On 14 December 2024, the bodies of 12 individuals were discovered in a quarters billet of an Indian restaurant in Gudauri, Georgia. The victims were employees of the restaurant, and included 11 Indian nationals and one Georgian citizen.

It was the worst accident in the region since a helicopter crash in 2022, where eight people died.

== Background ==
In Gudauri, there was an Indian restaurant, Havel, where mostly Indian employees worked. The restaurant was in the building on the first floor, while the workers had lodgings on the second floor.

== Tragedy ==
The day before the accident, there was a storm in Gudauri that caused a power outage.

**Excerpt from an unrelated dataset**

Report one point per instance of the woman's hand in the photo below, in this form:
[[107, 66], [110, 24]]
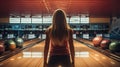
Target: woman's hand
[[45, 64]]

In order to be able to heat the lodgings, electric generators using fuel oil were placed in a closed area near the rooms. Fumes from the generator caused carbon monoxide poisoning.

The victims later felt nauseous from the carbon monoxide and were unable to escape. On the second day, the restaurant owner discovered the corpses.

The bodies showed no signs of violence, ruling out foul play.

== Victims ==
In the accident 12 people were killed, all of whom were restaurant workers. Eleven of them had Indian citizenship, and one person was a 25-year-old Georgian woman who worked as a waitress in the restaurant. The Indian citizens were natives of Punjab. Among them were a married couple. Most of the Indian victims recently moved to Georgia in search of employment opportunities.

== Results ==
The incident quickly went viral on social media, where users expressed grief and outrage, particularly over potential lapses in safety standards. Government officials and community leaders called for stricter enforcement of safety regulations regarding the use of power generators, while Indian diplomatic representatives coordinated with Georgian authorities to assist in repatriating the victims' remains.